Unzählige Feuerwanzen sitzen auf den Zäunen im Außengelände der Kita. Die Kinder beobachten das Schauspiel und fragen sich, warum die schönen Tiere mit ihrem auffallenden rot-schwarzen Panzer nur an warmen Tagen kommen. Mit Erzieher*innen forschen sie nach und erfahren, dass die Wanzen herauskommen, wenn die Sonne scheint, um Energie zu tanken. Warum benötigen sie Energie? Was ist Energie überhaupt? „Brauchen wir das auch?“, fragen die Kinder. In Büchern zum Thema erfahren sie, dass die Sonne „der Motor der Welt“ ist und Menschen, Tiere und Pflanzen die Sonne zum Leben brauchen. Aber warum wärmt die Sonne und das Licht drinnen dagegen nicht? Einzelne Fragen der Kinder beantworten wir im Morgenkreis, merken aber, dass sie großes Interesse an der technischen Energie, dem Strom, haben. Die Fragen dazu werden immer detaillierter. Aus einem großen Luftballon mit Kleister und Pfeifenreinigern gestalten wir eine riesige Sonne und hängen sie im Gruppenraum auf. Daran befestigen die Kinder das, was die Sonne zum Leben braucht. Die kreative Arbeit macht sichtbar, wie wichtig die Energie der Sonne ist und warum es notwendig ist, die Natur zu schützen. Die Kinder nutzen Geräte wie Beamer, Hörspielboxen, Audiostifte, Kameras. Hin und wieder müssen Batterien oder Akkus aufgeladen oder Geräte direkt an den Strom angeschlossen werden. Beim Laden eines Gerätes fragt eines der Kinder, ob Strom „die Sonne für die Tonabspiel-Box“ sei und wie er dort hineinkomme. Wir beschließen, uns näher mit dem Thema „Energie“ auseinanderzusetzen, und nennen unser Projekt „Sonne, Strom, Kraft und Mensch – Energie für alle“. Viele Kinder wissen, dass Energie verbraucht, aber auch gespart werden kann. Sparen bedeutet, den Wasserhahn nach Gebrauch zuzudrehen, das Licht in hellen oder nicht genutzten Räumen auszuschalten oder die Heizung herunterzudrehen. Ein wichtiges Ziel des Projekts ist, dass die Kinder ein Bewusstsein dafür entwickeln, wie wir Menschen mit begrenzten Energieressourcen umgehen können und sie in der Kita sowie zu Hause einen achtsamen Umgang damit erleben. Zunächst wollen wir gemeinsam mit den Kindern erfahren, welche Gegenstände Strom benötigen. Dazu schauen wir uns Werbeprospekte an und schneiden alle Produkte aus, die mit Strom oder Energie zu tun haben. Die Kinder überrascht, was alles Strom benötigt: der Gefrierschrank für das Eis im Sommer, der Wasserkocher zum Teekochen, der Backautomat für das Brot zum Frühstück. Es entsteht eine Collage.

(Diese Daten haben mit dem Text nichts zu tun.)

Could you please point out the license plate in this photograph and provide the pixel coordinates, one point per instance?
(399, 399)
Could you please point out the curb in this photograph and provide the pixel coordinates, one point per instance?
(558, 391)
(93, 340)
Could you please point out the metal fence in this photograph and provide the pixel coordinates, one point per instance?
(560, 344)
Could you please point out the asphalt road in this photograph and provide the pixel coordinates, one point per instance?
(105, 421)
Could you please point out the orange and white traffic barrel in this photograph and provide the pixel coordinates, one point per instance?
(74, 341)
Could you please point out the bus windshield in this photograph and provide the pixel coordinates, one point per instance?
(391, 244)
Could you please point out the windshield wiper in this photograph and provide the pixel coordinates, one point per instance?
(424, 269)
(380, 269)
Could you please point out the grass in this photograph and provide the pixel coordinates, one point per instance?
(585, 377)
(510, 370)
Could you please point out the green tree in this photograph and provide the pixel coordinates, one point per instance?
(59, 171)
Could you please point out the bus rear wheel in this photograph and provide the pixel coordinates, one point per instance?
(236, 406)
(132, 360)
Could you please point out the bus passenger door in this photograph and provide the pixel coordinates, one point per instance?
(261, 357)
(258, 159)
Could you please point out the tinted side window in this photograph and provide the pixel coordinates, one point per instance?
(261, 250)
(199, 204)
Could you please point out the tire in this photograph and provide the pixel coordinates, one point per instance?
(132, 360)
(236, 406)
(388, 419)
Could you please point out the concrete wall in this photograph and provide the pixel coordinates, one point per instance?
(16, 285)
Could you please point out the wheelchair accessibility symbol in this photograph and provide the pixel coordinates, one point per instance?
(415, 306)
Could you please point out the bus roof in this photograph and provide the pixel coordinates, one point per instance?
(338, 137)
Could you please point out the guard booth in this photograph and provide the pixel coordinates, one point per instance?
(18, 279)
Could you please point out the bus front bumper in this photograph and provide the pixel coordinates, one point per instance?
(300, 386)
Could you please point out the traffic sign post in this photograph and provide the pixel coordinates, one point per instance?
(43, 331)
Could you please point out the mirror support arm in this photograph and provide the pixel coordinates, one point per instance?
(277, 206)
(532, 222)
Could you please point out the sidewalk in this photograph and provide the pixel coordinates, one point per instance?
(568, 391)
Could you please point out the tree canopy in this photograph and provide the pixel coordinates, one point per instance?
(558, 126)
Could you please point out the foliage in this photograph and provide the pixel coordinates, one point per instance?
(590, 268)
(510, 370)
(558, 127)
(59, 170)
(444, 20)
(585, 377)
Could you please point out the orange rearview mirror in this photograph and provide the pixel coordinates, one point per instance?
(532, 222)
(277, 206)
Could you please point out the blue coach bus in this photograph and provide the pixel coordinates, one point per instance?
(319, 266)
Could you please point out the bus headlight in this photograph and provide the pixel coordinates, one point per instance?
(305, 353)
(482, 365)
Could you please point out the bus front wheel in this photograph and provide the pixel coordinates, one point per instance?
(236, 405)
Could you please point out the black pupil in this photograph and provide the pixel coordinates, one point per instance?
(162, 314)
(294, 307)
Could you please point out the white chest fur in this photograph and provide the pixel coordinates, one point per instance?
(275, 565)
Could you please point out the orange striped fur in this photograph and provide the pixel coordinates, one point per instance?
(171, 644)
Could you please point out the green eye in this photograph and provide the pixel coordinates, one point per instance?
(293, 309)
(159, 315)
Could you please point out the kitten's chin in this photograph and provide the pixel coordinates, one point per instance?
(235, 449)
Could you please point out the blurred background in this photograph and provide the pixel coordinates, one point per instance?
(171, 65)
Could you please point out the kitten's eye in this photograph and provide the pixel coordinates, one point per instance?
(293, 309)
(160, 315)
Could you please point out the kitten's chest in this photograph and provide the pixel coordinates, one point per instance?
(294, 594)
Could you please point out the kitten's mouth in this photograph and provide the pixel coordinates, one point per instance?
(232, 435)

Zu Hause erzählen die Kinder ihren Familien über das Energieprojekt. Ihre spannenden Informationen bringen sie in den Morgenkreis ein:
- Strom ist unsichtbar.
- Draußen gibt es weiße Kästen, da ist Strom drin.
- Viele Geräte im Kindergarten brauchen Strom.
- Strom kommt aus der Steckdose.
- Das Symbol für Strom ist ein Blitzzeichen.
- Er ist gefährlich.
- Er läuft durch die Leitungen.
- Es gibt Kraftwerke.
- Strom kann leuchten
- Es gibt sogar einen Stromausfall.
- Es gibt Windmühlen, die Strom machen.
- Strom kann man an- und ausschalten.
- Unser Körper hat auch Energie in sich.
Oh Schreck, der Strom ist weg
Wir knüpfen an die Collage mit den Zeitungsausschnitten an und wollen herausfinden, welche elektrischen Geräte es in der Kita gibt und welche davon Stromfresser sind. Wie der Name schon sagt, ist das ein Monster, das Strom frisst. Aber wie viel, das wissen wir noch nicht. Insgesamt drei Monster werden im Morgenkreis auf dem Boden verteilt: ein roter Stromfresser, der sehr viel Strom frisst, ein gelber Stromfresser, der etwas weniger Strom frisst, und ein grüner, der ein Energiesparer ist. Die Kinder gehen damit durch die Gruppe und legen einen davon auf das Gerät, von dem sie vermuten, dass er dorthin gehört. Sie staunen, was alles Strom verbraucht. Selbst die Lampe an der Decke. Brauchen wir das Licht am Tag? Eines der Kinder geht zum Lichtschalter und schaltet es aus. Es ist hell genug. Aber nicht überall. In eher dunklen Räumen ist das Raumgefühl bei eingeschaltetem Licht viel angenehmer. Manchmal darf ein Raum auch dunkel sein, wie beim Musikhören oder Mittagsschlaf. Wie ist es, wenn wir nicht im Raum sind, brauchen wir dann Licht? Die Kinder sagen: „Nein, denn der Stromfresser würde dann ganz dick werden und den ganzen Strom fressen, obwohl wir ihn gar nicht benötigen!“ Es macht allen Spaß, mit den Monstern durch die Kita zu gehen und sie zu verteilen. Die Aktion wiederholen wir in regelmäßigen Abständen. Dabei festigt sich das Wissen darüber, wo die elektronischen Geräte stehen, wann sie benötigt und wann ausgeschaltet werden können.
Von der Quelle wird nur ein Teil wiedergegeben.